Start making movies wherever and whenever you can. Jim Costa, a filmmaker with more than three decades of experience who specializes in creating commercials, puts it this way. “ABC: Always Be Creating,” he wrote in an email. “Regardless of your age, if you want to become a filmmaker, you should take every opportunity to create content. You don’t have any excuse not to as a high-quality camera exists in your phone. In fact, the camera in my phone is better than the camera I started out using when I first got into the business. There are free apps available to do the editing right on your device and, if you’re on the network or have WIFI available, you can post your work online. It’s simple.”

Consider whether you want to attend a reputable film school. If so, assemble an impressive portfolio. “Going to college will give you insider access to gigs outsiders don’t have,” Costa says. “You’ll have access to internships and other paid work outsiders can’t see. Experience is everything in this game. You need experience to get other work, but you can’t get work till you have experience. Catch-22.”

Create a reel you can show potential employers. “No one, and I mean absolutely no one, will want to hire you unless you can show them work you’ve created,” Costa says.

Develop skills that are valuable in the film industry.
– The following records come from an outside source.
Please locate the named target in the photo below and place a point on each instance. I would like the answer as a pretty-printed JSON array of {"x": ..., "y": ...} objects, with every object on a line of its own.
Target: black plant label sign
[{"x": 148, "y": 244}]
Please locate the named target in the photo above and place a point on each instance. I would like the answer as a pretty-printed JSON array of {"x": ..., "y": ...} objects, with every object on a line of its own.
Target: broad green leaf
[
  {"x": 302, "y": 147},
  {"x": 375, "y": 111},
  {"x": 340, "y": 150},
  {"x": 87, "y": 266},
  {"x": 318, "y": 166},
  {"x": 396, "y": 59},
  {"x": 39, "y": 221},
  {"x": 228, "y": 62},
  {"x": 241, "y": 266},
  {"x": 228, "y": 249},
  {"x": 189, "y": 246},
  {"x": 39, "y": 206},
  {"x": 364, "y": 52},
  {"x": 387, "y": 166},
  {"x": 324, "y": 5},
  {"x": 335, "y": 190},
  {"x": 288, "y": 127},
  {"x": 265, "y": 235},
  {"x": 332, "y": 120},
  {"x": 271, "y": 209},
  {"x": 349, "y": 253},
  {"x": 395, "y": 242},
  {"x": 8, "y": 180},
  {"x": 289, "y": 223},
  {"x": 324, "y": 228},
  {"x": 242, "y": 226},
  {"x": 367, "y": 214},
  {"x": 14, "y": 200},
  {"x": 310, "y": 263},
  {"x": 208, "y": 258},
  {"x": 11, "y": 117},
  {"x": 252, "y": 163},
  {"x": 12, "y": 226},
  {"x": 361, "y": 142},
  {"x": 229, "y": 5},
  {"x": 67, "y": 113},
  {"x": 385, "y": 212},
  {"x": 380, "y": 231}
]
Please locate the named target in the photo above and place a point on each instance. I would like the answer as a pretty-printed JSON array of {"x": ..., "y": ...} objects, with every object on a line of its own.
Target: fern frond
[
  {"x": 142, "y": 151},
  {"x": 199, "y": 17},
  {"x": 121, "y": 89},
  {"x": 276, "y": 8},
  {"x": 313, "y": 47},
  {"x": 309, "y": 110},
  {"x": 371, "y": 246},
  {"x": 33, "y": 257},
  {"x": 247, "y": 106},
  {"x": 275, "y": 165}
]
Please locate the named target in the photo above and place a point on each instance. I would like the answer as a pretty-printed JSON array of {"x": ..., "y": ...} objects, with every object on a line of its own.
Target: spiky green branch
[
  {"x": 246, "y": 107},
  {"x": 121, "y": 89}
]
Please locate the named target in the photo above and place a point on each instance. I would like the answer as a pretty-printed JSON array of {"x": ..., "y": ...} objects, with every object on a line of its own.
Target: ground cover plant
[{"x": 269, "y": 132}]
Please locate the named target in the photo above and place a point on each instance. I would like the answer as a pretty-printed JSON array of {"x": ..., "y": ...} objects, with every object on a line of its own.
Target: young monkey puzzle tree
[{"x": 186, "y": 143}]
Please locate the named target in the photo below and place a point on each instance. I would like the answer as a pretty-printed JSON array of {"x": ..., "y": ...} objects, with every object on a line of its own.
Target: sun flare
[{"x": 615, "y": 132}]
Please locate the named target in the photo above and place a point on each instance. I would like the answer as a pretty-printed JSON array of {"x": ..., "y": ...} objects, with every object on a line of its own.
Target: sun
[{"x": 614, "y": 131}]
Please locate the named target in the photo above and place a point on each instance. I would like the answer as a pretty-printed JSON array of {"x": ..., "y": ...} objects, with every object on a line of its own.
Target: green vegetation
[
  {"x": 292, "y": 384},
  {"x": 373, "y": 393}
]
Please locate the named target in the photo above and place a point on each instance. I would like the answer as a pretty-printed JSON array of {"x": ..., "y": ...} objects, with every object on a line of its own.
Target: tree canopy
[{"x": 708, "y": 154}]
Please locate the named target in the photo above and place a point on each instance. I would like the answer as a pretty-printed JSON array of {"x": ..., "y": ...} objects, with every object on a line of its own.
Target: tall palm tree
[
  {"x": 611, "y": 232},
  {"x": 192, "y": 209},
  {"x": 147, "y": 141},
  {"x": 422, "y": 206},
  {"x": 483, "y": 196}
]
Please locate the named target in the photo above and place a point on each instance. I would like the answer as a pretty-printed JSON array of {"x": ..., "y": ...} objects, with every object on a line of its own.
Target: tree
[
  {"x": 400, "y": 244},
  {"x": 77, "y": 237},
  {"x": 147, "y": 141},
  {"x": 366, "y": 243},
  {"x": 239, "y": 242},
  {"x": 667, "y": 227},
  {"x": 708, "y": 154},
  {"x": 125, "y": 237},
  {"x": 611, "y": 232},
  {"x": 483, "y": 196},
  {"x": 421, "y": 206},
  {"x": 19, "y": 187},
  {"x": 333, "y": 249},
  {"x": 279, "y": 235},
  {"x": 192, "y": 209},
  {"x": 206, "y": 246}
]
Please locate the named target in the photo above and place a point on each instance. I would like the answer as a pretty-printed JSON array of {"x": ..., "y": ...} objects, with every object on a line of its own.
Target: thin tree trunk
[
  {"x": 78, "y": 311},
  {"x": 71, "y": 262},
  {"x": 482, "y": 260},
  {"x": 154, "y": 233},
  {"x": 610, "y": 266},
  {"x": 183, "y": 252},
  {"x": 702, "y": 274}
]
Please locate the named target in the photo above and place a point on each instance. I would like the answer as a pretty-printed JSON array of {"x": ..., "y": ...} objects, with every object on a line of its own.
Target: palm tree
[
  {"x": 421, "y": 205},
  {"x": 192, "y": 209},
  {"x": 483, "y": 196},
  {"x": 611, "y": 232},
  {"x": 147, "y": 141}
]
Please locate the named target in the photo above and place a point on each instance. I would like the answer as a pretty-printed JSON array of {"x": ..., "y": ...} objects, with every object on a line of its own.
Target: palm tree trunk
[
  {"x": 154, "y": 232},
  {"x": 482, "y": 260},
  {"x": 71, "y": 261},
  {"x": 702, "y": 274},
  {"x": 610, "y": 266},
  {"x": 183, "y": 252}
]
Conway notes that filmmakers not only need to understand the technical aspects of filmmaking such as camera types and recording techniques, but also must be good storytellers and marketers. According to Hess, a gritty demeanor is necessary for a career as a filmmaker, since the profession often requires irregular hours. “You must also be a good listener, there is no room for ego on a good set,” he says. “Everyone is there to contribute down to the production assistant so take advice from everyone you meet. You will never and should never feel like you know everything because you don’t.”

Get a low-level film job, prove your skills and advance to higher roles. “Whichever way you go, you need to understand that you need to start at the bottom and work your way up over a long period of time,” Costa says.